Albumin Replacement in Patients with Severe Sepsis or Septic Shock (ALBIOS) This trial compared 20% albumin combined with crystalloids to crystalloids alone for use in the fluid resuscitation of patients with sepsis.

Crystalloids vs. colloids for fluid resuscitation in the Intensive Care Unit: A systematic review and meta-analysis A systematic review of 55 articles, published in 2019, examining the comparison between crystalloids and colloids for the fluid resuscitation of ICU patients.

Summary of Results

Take home points:

  • There is no difference in risk of death between crystalloids and albumin within the first month of treatment5,7,8
    • Albumin should not be used in patients with traumatic brain injury (weak recommendation, limited evidence)8
  • Crystalloids are useful, but care needs to be taken on preventing fluid overload.

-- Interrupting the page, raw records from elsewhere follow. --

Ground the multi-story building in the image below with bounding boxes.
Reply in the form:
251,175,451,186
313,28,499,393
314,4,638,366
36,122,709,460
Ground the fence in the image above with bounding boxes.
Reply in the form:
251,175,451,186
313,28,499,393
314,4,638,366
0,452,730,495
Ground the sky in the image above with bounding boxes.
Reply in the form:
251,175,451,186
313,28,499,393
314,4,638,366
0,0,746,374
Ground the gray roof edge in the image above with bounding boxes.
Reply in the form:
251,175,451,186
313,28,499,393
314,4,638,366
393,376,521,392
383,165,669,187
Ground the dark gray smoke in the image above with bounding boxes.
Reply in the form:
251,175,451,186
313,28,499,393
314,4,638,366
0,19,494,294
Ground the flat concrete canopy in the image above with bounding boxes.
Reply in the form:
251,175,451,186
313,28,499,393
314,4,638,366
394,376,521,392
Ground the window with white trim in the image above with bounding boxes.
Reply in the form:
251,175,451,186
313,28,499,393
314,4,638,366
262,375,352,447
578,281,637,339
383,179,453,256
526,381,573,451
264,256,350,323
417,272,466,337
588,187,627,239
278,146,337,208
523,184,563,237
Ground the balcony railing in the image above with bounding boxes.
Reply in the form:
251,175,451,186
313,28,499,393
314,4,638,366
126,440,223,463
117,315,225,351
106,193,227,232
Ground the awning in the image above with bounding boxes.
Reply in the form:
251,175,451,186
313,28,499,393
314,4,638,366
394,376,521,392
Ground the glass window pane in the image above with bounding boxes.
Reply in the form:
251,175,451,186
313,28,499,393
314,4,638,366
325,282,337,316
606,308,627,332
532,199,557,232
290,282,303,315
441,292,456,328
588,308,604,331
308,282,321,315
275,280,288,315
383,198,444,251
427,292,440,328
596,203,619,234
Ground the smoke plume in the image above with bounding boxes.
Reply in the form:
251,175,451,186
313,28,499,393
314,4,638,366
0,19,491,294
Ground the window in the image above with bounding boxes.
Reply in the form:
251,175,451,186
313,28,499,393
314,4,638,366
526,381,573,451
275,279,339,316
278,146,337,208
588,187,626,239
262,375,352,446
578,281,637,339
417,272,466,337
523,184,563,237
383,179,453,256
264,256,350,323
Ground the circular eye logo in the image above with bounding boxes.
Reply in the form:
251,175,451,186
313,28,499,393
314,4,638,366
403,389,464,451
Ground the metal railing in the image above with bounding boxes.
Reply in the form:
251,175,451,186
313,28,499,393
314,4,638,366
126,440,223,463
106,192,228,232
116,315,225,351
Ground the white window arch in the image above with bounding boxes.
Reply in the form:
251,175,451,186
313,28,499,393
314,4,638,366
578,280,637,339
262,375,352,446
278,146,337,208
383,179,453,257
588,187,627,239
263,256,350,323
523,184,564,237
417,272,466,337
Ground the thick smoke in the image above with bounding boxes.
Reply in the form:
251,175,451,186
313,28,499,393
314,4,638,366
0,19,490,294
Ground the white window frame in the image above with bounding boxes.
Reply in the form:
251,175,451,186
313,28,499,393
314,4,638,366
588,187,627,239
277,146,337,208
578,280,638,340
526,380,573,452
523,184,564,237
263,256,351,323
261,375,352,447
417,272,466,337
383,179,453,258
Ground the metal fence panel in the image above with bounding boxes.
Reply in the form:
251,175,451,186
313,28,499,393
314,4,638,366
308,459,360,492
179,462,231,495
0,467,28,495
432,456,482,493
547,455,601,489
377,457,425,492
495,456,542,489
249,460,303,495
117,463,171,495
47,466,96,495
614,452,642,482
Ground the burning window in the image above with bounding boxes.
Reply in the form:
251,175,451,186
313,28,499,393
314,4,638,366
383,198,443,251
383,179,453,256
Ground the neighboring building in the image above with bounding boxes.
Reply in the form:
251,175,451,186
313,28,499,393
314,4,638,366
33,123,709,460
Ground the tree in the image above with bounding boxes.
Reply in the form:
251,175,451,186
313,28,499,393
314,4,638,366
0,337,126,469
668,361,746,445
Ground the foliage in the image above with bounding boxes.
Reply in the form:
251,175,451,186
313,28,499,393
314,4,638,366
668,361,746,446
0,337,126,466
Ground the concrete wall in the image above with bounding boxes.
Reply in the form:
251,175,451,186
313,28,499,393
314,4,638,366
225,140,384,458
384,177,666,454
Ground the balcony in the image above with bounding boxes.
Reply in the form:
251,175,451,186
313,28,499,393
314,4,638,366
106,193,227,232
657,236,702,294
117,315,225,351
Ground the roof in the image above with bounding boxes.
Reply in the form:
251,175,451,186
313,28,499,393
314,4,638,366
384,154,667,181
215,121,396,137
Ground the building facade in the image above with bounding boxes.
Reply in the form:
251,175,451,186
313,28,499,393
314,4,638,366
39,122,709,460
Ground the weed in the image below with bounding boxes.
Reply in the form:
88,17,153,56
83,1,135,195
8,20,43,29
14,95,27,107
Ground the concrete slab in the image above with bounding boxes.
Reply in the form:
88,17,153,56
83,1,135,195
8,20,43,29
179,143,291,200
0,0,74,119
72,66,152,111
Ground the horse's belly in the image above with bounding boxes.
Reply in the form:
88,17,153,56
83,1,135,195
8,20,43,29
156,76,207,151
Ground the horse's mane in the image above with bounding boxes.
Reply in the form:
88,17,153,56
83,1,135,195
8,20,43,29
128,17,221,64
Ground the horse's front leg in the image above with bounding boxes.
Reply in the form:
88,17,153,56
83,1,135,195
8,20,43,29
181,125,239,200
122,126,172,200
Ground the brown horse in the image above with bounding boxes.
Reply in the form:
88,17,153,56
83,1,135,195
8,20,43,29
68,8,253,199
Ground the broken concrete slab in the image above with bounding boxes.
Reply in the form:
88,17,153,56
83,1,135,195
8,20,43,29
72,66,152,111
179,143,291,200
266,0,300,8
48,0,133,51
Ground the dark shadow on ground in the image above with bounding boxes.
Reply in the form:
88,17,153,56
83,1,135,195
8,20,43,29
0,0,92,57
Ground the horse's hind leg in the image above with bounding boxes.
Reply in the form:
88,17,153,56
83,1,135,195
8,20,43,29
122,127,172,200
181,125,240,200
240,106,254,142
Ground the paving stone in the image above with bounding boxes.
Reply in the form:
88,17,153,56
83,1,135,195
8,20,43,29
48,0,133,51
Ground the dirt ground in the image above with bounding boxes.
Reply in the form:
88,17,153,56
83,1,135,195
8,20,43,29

The majority of the crystalloids’ disadvantages stem from their overuse.
    • Liberal use of crystalloids will lead to third spacing, which will complicate treatment for critically ill patients. Patients should be examined in a detailed manner to assess their response to fluid resuscitation. This includes, but is not limited to, heart rate, blood pressure, arterial oxygen saturation, respiratory rate, temperature, urine output.6
  • Starting with crystalloids and switching to colloids “when patients require substantial amounts of crystalloids”. However, there is no clear recommendation to guide physicians on what constitutes a “substantial amount”.5
    • The authors suggest a maximum of 3-4L of crystalloids, but do not provide citation. They also suggest estimating with fluid input/output volumes, but state it is unreliable. Furthermore, the authors suggest that bioelectrical impedance analysis may provide usefulness in the future.5
  • Using dynamic measures (passive leg raises, variations in systolic pressure and pulse pressure) instead of CVP to monitor response to fluid resuscitation and guide further therapy.1,5
  • Colloids provides no advantage in risk of death. However, in general, they do provide an advantage in end organ damage with the exception of hepatotoxicity and coagulopathy.7
  • Albumin is significantly more expensive than crystalloids. Being able to raise CVP more effectively, and thus being able to discontinue other vasopressors earlier, could offset that cost. However, need for more PRBC could add to the cost.7,8
    • Cost benefit analysis could be performed in the future
  • No suggestions could be made on different concentrations of albumin fluids.
  • Hydroxyethyl starch – While it was a part of the colloid category, it was shown to have clear disadvantages vs other fluids (strong evidence).1,5
  • Dextran & Gelatin – These are not preferred.5,6

References:

  1. Rhodes A, Evans LE, Alhazzani W, et al. Surviving Sepsis Campaign: International Guidelines for Management of Sepsis and Septic Shock: 2016. Intensive Care Med. 2017 Mar;43(3):304-377. Doi: 10.1007/s00134-017-4683-6.
  2. Rivers E, Nguyen B, Havstad S, et al. Early Goal-Directed Therapy Collaborative Group: Early goal-directed therapy in the treatment of severe sepsis and septic shock. N Engl J med 2001; 345:1368-1377.
  3. Self W, Semler M, Wanderer JP, et al. Balanced Crystalloids versus Saline in Noncritically Ill Adults. N Engl J Med. 2018 Mar 1;378(9):819-828. Doi: 10.1056/NEJMoa1711586.
  4. Semler M, Self W, Rice T. Balanced Crystalloids vs Saline for Critically Ill Adults. N Engl J Med. 2018 May 17;378(2):1951. doi: 10.1056/NEJMc1804294
  5. Martin GS, Bassett P. Crystalloids vs. colloids for fluid resuscitation in the Intensive Care Unit: A systematic review and meta-analysis. J Crit Care. 2019 Apr;50:144-154. Doi: 10.1016/j.crc.2018.11.031.
  6. Moeller C, Fleischmann C, Thomas-Reuddel D, et al. How safe is gelatin? A systematic review and meta-analysis of gelatin-containing plasma expanders vs crystalloids and albumin. J Crit Care. 2016; 35:75-83.
  7. Caironi P, Tognoni G, Masson S, et al. Albumin replacement in patients with severe sepsis or septic shock. N Engl J Med. 2014 Apr 10;370(15):1412-21. doi: 10.1056/NEJMoa1305727.
  8. Finfer S, Bellomo R, Boyce N, et al. A comparison of albumin and saline for fluid resuscitation in the intensive care unit. N Engl J Med. 2004 May 27;250(22):2247-56.